In the meantime, Lakeside officials say they are excited to finally land a spot on the docket. They’ve tried to get on the list for several years so that their proposal can get an environmental review.
“We just want to get the science and the facts out there we’ve been denied for all these years,” Lakeside division manager Dean Smith told The Olympian in March. “ … There are 2,500 asphalt plants in the United States, and they’re capable of recycling. And there’s one that’s not allowed — and that’s this one.”
The projects that made it onto the docket include:
1. An update to the county’s Comprehensive Plan. It will include a targeted review of the plan as well as goals, policies and development regulations related to land use, natural resource lands, housing, transportation, utilities, economic development and health. The project will include updates to the joint plans with the cities of Olympia, Lacey, Tumwater, Yelm, Rainier, Tenino and Bucoda.
2 . Completion of a Habitat Conservation Plan that will describe how the county will implement land-use policies, programs and projects to ensure that threatened and endangered habitats and species such as the Mazama pocket gopher are protected in perpetuity. The document will describe how the county will avoid, minimize and mitigate the impacts through the activities it performs or regulates, such as land-use permits. Federal law allows building on the species’ habitat, which is known as a “take,” but it also requires that lost habitat be replaced.

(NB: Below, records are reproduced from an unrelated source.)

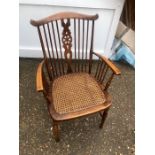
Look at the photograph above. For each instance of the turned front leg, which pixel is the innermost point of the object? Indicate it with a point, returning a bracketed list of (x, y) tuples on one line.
[(104, 116), (56, 131)]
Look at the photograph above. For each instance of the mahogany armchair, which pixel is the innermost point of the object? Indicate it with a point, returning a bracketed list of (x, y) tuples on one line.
[(73, 82)]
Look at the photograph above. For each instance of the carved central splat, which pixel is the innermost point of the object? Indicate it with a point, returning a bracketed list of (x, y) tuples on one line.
[(67, 43)]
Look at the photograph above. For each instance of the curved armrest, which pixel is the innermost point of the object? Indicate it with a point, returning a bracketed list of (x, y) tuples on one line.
[(39, 78), (109, 63)]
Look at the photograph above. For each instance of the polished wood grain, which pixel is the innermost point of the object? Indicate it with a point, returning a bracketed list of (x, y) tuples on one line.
[(109, 63), (63, 15), (57, 47)]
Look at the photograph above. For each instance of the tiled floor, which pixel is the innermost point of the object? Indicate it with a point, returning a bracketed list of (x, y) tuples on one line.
[(80, 136)]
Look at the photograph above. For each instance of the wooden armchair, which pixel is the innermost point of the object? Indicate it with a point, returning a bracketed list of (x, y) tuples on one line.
[(73, 82)]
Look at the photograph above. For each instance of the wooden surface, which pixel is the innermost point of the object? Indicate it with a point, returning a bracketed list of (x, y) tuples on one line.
[(55, 60), (63, 15)]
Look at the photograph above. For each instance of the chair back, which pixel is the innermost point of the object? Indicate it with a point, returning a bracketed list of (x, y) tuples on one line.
[(67, 42)]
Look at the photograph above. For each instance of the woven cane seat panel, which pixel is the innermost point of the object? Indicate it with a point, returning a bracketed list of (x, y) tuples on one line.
[(75, 92)]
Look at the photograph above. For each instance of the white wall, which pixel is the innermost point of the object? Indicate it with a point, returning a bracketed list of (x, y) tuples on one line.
[(105, 27)]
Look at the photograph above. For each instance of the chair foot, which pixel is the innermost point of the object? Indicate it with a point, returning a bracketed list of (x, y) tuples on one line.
[(104, 116), (56, 131)]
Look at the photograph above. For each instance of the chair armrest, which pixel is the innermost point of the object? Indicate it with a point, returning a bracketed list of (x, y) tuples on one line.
[(39, 77), (109, 63)]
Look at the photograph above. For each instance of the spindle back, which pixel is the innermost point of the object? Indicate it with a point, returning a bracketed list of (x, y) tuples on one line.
[(67, 42)]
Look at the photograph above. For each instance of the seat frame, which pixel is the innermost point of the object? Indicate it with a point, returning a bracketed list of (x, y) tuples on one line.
[(47, 72)]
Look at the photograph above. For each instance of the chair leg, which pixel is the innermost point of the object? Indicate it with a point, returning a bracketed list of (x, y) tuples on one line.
[(104, 116), (56, 131)]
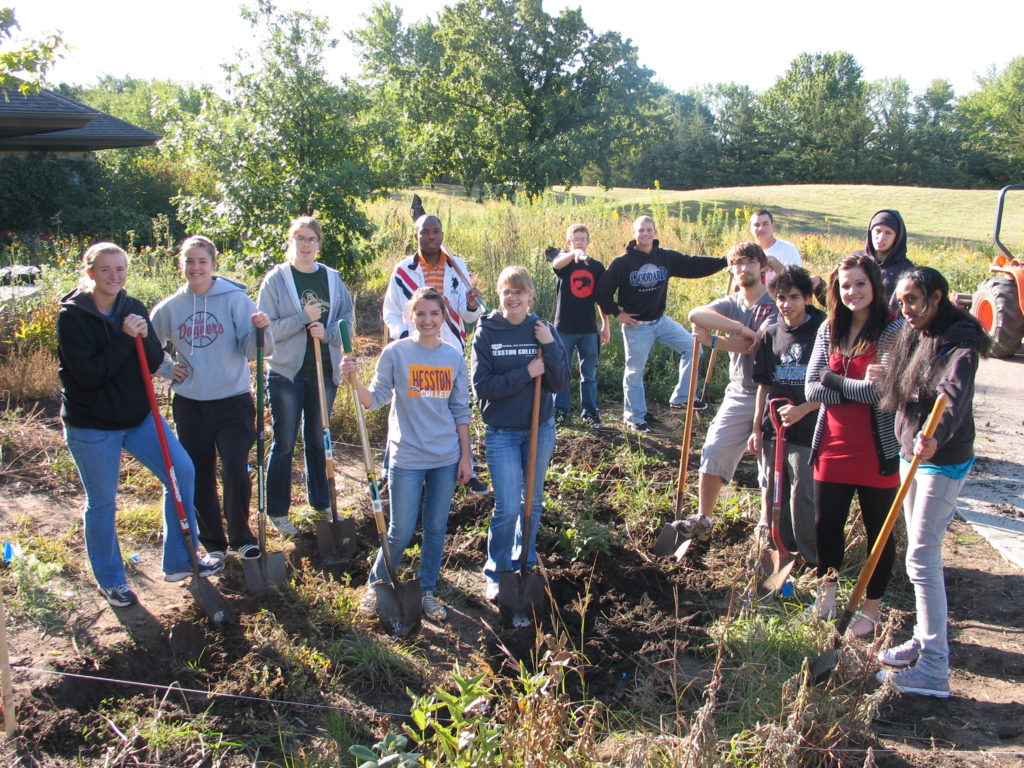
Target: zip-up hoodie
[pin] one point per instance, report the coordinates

3. An update to the Shoreline Master Program, to ensure its compliant with the state’s requirements.
4. An update to the Capital Facilities Plan, which is a six-year outline of capital projects for the county, with estimates, dates, costs and proposed methods of financing.
5. Development of policies related to the Voluntary Stewardship Program (VSP). Instead of enacting more rules on agricultural lands, the VSP allows the county to work with stakeholders to create voluntary, site-specific stewardship plans.
6. Review and update of the Nisqually Subarea Plan, which was adopted in 1992.
7. Updates to the Grand Mound Subarea Plan, which was developed the mid-1990s and updated in 2006. County officials say they’ll review existing development standards for consistency with recommendations in the Grand Mound 10-year Development Plan that was developed by the Chehalis Tribe in consultation with Thurston County and residents and business owners in the area.
The county could also rezone properties to be consistent with the revised land-use plan map and urban growth boundary.
8. Exploration of methods to protect agricultural lands and sensitive prairie and riparian habitats through the transfer of development rights. The county’s program allows working land owners to sell their development rights without having to sell their entire property for development.
9. Review the most effective elements of local cities’ tree ordinances and urban forest management programs to create policies for Urban Growth Areas.
10. A proposed change to the Nisqually Subarea Plan that would allow reprocessing or recycling of used pavement at a plant operated by Lakeside Industries.
11. An amendment and rezoning for a site at 9902 Yelm Highway SE, currently owned by Spooner Farms. The request would change a portion of the 5-acre site’s land use and zoning from McAllister Geologically Sensitive Area to Neighborhood Convenience Commercial.
12. A policy amendment to review the 100-acre project size for Planned Rural Residential Developments, or cluster developments, in rural areas of the county. The amendments relate to a 1,740-acre Tenino ranch property, according to county documents.